Minggu, 29 April 2012

LIFE BEGINS AT FORTY


Pada tahun 1930-an, Walter Pitkin menulis sebuah buku best seller berjudul Life Begins at Forty. Buku tersebut mendapat sambutan positif masyarakat Amerika Serikat karena membuka cara pandang mereka tentang kehidupan. Hidup seseorang tidak berhenti pada usia 40 tapi sejatinya baru saja dimulai. Kehidupan mulai mapan, sudah punya anak, rumah ada, dan koneksi mulai terbentuk secara massive. Pendek kata, rona keberhasilan mulai membuncah ke permukaan.

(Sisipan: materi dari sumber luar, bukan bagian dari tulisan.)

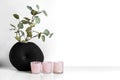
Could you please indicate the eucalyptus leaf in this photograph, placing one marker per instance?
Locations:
(12, 29)
(29, 7)
(29, 32)
(24, 21)
(39, 35)
(22, 33)
(26, 18)
(17, 38)
(13, 25)
(37, 6)
(16, 16)
(20, 25)
(51, 35)
(37, 19)
(34, 12)
(44, 12)
(43, 38)
(46, 32)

Bagi banyak orang, sang guru pun kebanyakan mulai terlihat berwibawa dan berkharisma pada usia 40 –an. Segala perkataannya mulai terasa berdentum kencang di sanubari pendengarnya bila dibandingkan dengan ceramah seorang guru muda yang baru lulus kuliah pendidikan. Meskipun esensinya nisbi, namun orang lebih suka mendengar bunga-bunga teori kalimat berwibawa dari seorang guru yang berpengalaman ketimbang pengajaran penuh inovasi dari seorang guru belia.

Guru muda sering mendapat perlakuan minor. Bukan karena kemampuannya mengajar tapi pada usia yang melekat padanya. Dahulu saya bahkan sempat dipanggil Mas Guru oleh seorang wali murid saat program tatap muka antara orang tua dan guru berlangsung. Sungguh ...! Masukan yang diberikan oleh wali murid tersebut memang mengandung kebenaran, namun saya geli juga saat beliau memanggil saya dengan sebutan seperti itu.

Dua millennium yang lalu, ada seorang guru berusia 30 tahunan yang mencoba meniti karir di tengah masyarakat Yahudi. Namanya adalah Yesus. Pengajarannya  sederhana namun mendobrak kemunafikan. Perumpamaan-perumpamaan yang disampaikan sangat kreatif, inovatif, dan penuh solusi. Ia dupuja massa melebihi seorang idol dari sebuah ajang pencarian bakat, namun dicela banyak orang. Bukan karena Ia cacat moral tapi karena Ia masih berusia muda. “Siapakah Dia ini? Ngomongnya fals banget. Bukankah Ia ini anak seorang tukang kayu?” begitu pikir para pengajar Yahudi yang pro status quo pada waktu itu.

Kita hidup di tengah masyarakat yang mirip dengan masyarakat di mana Yesus pernah tinggal berdiam. Sebuah masyarakat yang masih menganggap senioritas lebih penting dari dari sebuah kretivitas. Bila hal ini tidak segera dibenahi, maka guru-guru muda akan tetap terkungkung dalam nuansa keminderan tak bertepi sambil menanti kharisma dan kewibawaan akan datang menghampiri saat usia mulai bertambah. Akahkah seperti itu? Jika hal itu benar, betapa malangnya Indonesia.

Sejatinya bangsa ini memerlukan guru-guru yang berani berkata benar. Guru-guru yang tidak tinggal diam saat contekan massal Ujian Nasional menggelora. Guru-guru yang tidak rela menukar idealisme kebenaran di bawah ketiak kepentingan sesaat.

Saya pikir bukanlah sebuah kebetulan bahwa Yesus mengambil rupa seorang muda saat berkarya di muka bumi ini. Orang muda itu sumbernya kreativitas dan energi. Jadi sangatlah mengherankan bila kita harus menunggu sampai berusia 40 tahun baru kemudian bisa mengatakan bahwa kehidupan baru saja dimulai. Kehidupan adalah saat ini.

Orang bijak pernah mengatakan bahwa masa lalu adalah sejarah dan masa depan adalah sebuah misteri, namun hari ini adalah sebuah anugrah. Bila kita sebagai guru sadar bahwa hari ini adalah anugrah yang Tuhan berikan buat kita untuk berkarya mewarnai dunia, mengapakah kita masih mengajar dengan asal-asalan?